The first part, identity, looks at a number of issues within identity politics. This includes aspects such as multiculturalism, the “Western Canon” of books, and the change of a university education from a liberal arts education to more of a technical or professional education. He gives his version of events based on a mixture of research and personal observation while relating these events to the current cultural climate.
The second part, Inequality, is about the growing gap in equality between people. In addition, he also looks at how education can overcome inequality in the United States. In this section he makes an interesting point regarding diversity. He notes that while institutions of Higher Learning have made great strides in increasing the amount of cultural and racial diversity they have not increased class diversity.
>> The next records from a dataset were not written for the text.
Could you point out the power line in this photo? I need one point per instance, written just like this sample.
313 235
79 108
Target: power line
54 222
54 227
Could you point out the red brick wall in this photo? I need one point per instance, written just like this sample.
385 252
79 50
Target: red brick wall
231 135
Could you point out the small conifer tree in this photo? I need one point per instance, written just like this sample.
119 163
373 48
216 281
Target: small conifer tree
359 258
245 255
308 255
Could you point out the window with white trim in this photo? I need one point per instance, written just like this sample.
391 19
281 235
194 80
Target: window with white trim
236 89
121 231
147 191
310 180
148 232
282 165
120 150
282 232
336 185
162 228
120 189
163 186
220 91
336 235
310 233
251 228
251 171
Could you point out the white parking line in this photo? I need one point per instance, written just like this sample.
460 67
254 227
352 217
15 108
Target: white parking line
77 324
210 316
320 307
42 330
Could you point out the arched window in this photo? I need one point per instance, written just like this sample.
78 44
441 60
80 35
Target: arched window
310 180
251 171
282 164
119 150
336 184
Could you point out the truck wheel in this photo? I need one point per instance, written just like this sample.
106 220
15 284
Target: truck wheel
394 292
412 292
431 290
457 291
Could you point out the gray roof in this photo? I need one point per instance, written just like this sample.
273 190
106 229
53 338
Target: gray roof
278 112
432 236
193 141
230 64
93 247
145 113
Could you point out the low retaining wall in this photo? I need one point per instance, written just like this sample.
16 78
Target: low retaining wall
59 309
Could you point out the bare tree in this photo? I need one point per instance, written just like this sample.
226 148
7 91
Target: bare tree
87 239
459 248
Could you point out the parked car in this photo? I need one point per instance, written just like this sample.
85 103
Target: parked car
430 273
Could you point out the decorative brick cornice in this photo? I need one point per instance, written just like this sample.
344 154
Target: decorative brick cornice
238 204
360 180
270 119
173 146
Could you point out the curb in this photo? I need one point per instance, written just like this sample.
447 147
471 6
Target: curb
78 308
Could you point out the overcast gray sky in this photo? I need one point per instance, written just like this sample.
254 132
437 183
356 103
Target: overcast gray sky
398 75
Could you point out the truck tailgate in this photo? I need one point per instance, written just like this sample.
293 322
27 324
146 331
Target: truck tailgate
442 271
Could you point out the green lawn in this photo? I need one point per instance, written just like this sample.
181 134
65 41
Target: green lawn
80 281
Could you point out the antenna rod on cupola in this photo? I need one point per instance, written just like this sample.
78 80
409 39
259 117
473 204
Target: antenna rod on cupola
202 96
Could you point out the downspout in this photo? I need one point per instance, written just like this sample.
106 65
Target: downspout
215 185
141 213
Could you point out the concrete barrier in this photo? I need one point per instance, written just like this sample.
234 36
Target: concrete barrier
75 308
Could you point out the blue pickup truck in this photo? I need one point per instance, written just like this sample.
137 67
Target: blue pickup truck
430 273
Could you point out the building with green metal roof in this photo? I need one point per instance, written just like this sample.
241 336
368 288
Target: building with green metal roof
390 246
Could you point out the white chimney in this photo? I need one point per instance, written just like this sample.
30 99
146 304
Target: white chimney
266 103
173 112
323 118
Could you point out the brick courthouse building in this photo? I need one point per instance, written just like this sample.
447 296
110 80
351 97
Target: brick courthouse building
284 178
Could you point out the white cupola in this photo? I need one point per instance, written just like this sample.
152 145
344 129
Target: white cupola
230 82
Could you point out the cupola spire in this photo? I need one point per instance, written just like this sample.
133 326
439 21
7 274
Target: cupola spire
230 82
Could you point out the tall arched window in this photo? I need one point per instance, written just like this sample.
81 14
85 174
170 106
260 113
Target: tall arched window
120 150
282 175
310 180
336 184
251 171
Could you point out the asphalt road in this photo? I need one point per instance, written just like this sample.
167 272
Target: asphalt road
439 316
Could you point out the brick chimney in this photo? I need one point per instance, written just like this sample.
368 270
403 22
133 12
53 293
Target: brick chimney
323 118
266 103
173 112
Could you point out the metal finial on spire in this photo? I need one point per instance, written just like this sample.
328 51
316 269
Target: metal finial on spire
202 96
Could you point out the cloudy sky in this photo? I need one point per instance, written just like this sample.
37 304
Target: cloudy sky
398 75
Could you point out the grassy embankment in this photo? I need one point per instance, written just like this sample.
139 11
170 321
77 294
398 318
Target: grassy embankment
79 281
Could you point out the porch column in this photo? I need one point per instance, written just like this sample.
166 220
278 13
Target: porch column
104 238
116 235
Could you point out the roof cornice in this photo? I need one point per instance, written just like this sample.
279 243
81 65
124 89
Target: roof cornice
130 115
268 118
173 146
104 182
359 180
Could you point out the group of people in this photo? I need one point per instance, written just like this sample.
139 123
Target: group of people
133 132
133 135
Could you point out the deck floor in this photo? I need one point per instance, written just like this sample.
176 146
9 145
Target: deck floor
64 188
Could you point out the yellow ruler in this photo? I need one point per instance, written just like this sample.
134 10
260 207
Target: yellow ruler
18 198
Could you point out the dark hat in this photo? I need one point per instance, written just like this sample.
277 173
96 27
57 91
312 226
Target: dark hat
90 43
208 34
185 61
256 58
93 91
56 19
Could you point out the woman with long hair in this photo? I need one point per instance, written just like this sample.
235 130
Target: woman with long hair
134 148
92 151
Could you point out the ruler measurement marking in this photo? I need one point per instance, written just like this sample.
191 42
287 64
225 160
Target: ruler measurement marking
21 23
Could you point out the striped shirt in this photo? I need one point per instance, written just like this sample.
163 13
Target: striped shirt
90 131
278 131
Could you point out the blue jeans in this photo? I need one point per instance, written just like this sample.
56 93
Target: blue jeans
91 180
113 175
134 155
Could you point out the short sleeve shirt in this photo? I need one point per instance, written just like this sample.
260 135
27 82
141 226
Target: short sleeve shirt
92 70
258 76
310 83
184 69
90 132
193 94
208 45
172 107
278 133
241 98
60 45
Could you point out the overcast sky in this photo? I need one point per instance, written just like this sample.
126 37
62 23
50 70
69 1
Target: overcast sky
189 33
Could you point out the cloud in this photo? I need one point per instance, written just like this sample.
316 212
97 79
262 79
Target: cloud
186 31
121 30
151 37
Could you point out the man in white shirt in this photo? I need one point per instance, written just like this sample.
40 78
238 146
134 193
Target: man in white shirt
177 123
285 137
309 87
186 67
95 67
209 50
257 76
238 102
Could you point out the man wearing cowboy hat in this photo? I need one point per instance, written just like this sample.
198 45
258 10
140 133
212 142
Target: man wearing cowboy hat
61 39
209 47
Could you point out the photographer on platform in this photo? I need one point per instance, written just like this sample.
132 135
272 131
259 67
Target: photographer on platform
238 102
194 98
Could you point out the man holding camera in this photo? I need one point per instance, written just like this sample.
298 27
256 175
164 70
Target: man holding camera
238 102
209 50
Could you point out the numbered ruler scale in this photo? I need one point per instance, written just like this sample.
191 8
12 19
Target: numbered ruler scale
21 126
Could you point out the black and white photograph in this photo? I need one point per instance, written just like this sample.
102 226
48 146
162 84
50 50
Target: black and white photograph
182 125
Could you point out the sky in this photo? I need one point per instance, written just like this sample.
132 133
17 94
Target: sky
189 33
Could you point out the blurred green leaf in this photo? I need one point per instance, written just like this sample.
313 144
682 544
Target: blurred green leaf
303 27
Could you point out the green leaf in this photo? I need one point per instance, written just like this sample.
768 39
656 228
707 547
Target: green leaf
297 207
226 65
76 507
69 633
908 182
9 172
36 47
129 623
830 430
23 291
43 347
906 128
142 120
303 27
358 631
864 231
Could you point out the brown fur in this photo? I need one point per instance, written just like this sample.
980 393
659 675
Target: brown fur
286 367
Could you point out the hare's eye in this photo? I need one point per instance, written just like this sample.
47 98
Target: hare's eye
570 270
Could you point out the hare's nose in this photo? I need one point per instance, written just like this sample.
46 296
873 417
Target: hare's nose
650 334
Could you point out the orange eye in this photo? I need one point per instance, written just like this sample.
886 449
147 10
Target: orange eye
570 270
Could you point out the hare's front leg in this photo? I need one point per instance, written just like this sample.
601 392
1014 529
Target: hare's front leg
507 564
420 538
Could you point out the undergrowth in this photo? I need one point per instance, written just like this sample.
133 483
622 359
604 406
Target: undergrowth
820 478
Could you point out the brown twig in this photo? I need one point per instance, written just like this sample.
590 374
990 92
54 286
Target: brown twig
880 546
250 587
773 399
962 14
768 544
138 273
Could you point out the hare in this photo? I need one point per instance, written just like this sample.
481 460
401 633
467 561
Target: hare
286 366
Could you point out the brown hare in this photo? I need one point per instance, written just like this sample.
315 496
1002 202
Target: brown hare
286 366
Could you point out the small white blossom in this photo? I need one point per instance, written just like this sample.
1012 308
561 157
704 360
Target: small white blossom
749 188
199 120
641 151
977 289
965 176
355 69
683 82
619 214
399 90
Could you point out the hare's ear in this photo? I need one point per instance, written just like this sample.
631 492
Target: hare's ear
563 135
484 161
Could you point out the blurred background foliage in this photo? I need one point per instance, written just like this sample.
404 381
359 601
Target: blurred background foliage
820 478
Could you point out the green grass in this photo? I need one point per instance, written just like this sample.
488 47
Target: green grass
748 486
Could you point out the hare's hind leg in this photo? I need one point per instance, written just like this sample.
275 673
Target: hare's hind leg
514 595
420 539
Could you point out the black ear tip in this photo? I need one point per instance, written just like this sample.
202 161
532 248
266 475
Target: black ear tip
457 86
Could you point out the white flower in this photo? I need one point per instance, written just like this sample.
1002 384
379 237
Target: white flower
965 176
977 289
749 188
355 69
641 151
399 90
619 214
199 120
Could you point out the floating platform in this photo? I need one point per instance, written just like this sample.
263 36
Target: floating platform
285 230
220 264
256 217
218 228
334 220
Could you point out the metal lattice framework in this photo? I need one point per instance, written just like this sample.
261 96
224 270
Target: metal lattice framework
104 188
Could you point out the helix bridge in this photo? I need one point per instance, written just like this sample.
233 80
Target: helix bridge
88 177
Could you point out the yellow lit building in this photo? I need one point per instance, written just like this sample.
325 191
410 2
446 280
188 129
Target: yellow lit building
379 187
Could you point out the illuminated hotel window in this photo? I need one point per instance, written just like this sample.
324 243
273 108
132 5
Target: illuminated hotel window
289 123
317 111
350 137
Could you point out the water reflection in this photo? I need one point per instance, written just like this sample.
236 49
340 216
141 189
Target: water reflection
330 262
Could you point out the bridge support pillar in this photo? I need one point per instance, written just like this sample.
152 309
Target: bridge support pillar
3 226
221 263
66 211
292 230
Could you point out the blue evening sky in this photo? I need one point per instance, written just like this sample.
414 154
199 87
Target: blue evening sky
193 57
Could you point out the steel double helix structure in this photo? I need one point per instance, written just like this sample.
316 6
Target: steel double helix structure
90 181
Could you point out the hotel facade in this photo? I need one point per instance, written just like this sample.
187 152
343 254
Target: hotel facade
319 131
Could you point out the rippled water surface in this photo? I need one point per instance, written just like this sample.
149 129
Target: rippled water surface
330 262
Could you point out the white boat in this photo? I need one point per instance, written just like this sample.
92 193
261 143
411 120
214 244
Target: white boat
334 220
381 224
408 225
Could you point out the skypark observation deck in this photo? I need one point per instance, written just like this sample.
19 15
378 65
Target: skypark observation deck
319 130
For Egginton, what causes resentment among many people is the talk of diversity that does not include them. He backs this assertion up with statistics and anecdotal evidence.
The last part, community, is about how the idea of community has broken down in the last half century. The author looks at a variety of issues, political, social, and economic and shows how they are all interrelated and contribute to the breakdown of American society. As in other parts he shows how the positive reforms of years past became harmful when taken to extremes.
Overall, this book provides a distinctive outlook on modern American culture with some suggestions for change that does not fit within the current American political spectrum. If one thinks of Hegel’s idea of Thesis-Antithesis- Synthesis. This book is an attempt to create a synthesis within the movement of American culture.